僕が話をしているのは、オークの中でも特に≪投擲≫が得意な奴だ。
彼に銛の形をした槍っぽい物を投げてもらっている。もちろん銛にはロープが括ってある。
「ブモーーッ!!」
「ブヒー」じゃなくて「ブモー」なのが謎な彼は、この銛投げで40m近い記録を叩きだしている。ちなみに僕は27mが自己ベストで3位になる。
コントロールの方も申し分なく、魔法抜きなら村で1番の強者である。
そんな彼の投げた銛は対岸の地面、川岸から10m奥の地面に頭から突き刺さり、そこそこの強さで固定された。
軽くロープを引っ張っても銛が抜けないことを確認し、僕らはロープの端を近くの木に巻き付けた。
「じゃあ、『固定化』」
僕はEPを消費し、それを『固定化』する。
こうして銛とロープの固定化が終わると。
「引き抜けー!」
「「オォーー!!」」
別の連中がロープを引っ張り、力任せに引き抜く。木に巻いたロープをほどく。
みんなも慣れたもので、僕の固定化が終わるのに合わせて、銛とロープを回収する。
なにせ、回収するのは10本以上の銛とロープだ。手早くやらないと時間がかかる。
だけど何度もやったから、そこまで時間をかけずに済んでいるよ。毎回本数が増えるので、手間も増えているはずなんだけどね。
やっているのは、銛を使ったロープ渡し。
対岸にロープを渡して「道」を作る作業だ。EPによる固定化までが一連の流れなので、多少失敗しても問題ない。

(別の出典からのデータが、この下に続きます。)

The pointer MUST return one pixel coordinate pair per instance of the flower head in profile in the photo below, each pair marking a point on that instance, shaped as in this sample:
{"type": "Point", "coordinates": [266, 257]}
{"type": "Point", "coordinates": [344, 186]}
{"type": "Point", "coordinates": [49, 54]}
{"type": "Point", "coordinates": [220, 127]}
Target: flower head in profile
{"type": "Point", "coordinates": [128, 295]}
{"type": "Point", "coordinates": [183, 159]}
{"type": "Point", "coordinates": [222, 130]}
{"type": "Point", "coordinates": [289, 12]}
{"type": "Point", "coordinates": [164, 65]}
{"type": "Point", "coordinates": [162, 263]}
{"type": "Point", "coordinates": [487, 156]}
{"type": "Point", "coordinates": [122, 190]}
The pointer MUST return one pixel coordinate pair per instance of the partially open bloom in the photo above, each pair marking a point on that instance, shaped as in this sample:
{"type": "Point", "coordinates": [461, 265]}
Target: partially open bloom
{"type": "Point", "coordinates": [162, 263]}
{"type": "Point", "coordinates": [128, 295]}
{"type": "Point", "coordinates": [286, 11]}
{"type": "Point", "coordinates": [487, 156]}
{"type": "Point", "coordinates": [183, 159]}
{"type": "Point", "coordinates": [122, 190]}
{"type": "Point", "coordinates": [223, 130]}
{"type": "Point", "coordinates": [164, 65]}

一本のロープだと軽いゴブリンが体重をかけただけで落ちてしまうんだけど、たくさんロープがあればなんとかなるんじゃないかな、という期待を込めている。
このやり方の問題というか、楽をさせてくれない仕様が一つ。
「一度『固定化』した物は再度『固定化』できない」
それが出来れば、EPさえ足りるなら倍々ゲームができるから。それをさせない仕様なんだろうけど。
一度、銛をインゴットに変えてからもう一度作り直しても、ダメ。
持ち込めないわけじゃないけど、固定化はさせてくれない。混ざりものがあってもアウト。結構厳しいと思う。
食料品を増やせれば、畑とか必要なくなるからなぁ。今の仕様でもあんまり必要とは思えない部分があるし。
本来なら固定化そのものがあり得ない優遇だから、仕方がないとも言えるけどね。
そんな訳で、信綱や蔵人が用意した銛とロープ。
これが20本になったら誰かが向こう岸に渡って、本格的に橋の建築を始めるよ。
アタック110回目にはスタートできるね。